Proprio perché ci sono centinaia di donne che lavorano nel nostro ospedale e nei centri dislocati, abbiamo potuto aprire un asilo nido in cui le madri accompagnano i bambini prima di iniziare a lavorare in ospedale… come potete immaginare questi servizi sono rari nel paese.

Abbiamo avuto interlocuzioni a più livelli, sia un accordo nazionale con il Ministero della salute pubblica afgano, sia un accordo specifico con il Dipartimento della salute pubblica della provincia di Khost.
In questo modo abbiamo creato un solido coordinamento a livello locale con le autorità e le strutture sanitarie, e abbiamo implementato una strategia di decentralizzazione che ha rafforzato i centri locali evitando di congestionare l’ospedale materno infantile che così si concentra a gestire i casi più gravi.
A livello di partner abbiamo stabilito collaborazioni informali con i leader delle comunità locali, che partecipano alle nostre riunioni per renderle luoghi di aggregazione e conoscenza del territorio.
Questo tipo di relazioni sono essenziali per il futuro perché avere un sostegno informale da parte della comunità locale di riferimento è una sicurezza per la durata e la sostenibilità del progetto stesso.

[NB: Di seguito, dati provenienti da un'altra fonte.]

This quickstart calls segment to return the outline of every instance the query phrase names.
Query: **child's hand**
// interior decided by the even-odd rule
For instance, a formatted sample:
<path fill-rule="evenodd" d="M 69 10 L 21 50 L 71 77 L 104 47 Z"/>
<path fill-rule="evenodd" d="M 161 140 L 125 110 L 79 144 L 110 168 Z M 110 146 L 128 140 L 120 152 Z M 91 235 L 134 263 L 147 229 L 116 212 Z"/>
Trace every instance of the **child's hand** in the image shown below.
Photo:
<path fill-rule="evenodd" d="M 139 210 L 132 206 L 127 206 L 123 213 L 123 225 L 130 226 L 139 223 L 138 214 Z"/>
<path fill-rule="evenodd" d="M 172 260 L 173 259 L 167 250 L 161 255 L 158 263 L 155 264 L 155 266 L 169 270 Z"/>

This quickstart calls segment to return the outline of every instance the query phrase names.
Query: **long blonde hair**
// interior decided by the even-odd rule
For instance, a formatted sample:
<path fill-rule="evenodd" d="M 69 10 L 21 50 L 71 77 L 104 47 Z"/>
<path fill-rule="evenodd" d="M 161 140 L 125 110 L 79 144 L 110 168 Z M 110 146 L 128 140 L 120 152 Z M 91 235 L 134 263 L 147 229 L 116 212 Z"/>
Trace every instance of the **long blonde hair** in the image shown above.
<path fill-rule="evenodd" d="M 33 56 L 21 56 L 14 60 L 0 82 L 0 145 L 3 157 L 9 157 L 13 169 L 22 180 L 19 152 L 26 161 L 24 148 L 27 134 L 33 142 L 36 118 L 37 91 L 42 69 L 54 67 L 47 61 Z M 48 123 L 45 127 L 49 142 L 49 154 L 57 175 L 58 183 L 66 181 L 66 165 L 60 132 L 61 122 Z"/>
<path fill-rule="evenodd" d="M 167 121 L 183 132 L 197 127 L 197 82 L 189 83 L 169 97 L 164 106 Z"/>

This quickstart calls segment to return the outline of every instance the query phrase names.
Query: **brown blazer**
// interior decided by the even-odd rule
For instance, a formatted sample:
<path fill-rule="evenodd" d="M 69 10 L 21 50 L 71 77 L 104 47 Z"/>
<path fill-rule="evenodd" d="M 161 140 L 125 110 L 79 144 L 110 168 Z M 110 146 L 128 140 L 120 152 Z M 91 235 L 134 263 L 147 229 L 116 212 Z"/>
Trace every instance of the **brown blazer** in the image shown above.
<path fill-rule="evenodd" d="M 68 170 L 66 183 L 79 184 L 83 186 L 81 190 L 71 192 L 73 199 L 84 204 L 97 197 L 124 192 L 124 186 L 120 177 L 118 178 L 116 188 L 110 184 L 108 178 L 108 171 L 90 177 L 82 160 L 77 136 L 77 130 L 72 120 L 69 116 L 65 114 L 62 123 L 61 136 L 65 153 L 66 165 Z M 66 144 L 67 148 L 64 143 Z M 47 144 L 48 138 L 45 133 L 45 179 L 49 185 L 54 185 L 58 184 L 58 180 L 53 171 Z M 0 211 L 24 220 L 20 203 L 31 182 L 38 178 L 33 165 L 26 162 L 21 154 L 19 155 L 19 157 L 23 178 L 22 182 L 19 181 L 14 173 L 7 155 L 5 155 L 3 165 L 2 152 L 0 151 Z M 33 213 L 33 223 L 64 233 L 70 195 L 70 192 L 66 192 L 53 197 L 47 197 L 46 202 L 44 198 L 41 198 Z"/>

Molti dei nostri progetti sono situati in aree in conflitto. Il contesto è spesso caotico, instabile e ci troviamo a lavorare con grandi gruppi di persone in difficoltà.
Anche nelle zone più stabili, i carichi di lavoro e la vita in team possono essere fonte di stress.
Bisogna essere in grado di far fronte a un ambiente difficile e imprevedibile.
Proprio per queste ragioni, offriamo un servizio di stress management (gestione dello stress) agli operatori umanitari, prima, durante e dopo la missione.
Inoltre, per MSF è fondamentale la formazione delle persone che arrivano dall’estero e sicuramente c’è l’obiettivo di valorizzare sia le risorse assunte localmente sia quelle a livello internazionale, per lavorare in sinergia in modo efficiente ed efficace.
Per lavorare come operatore umanitario di MSF è necessario avere una buona capacità di resilienza ma anche un certo grado di adattabilità, flessibilità e capacità di problem solving in base al contesto specifico. Lo staff di MSF che rientra dall’Afghanistan riporta sempre di aver imparato tantissimo dalle donne, perché nonostante la loro vita sia molto difficile, sono animate da una grandissima forza.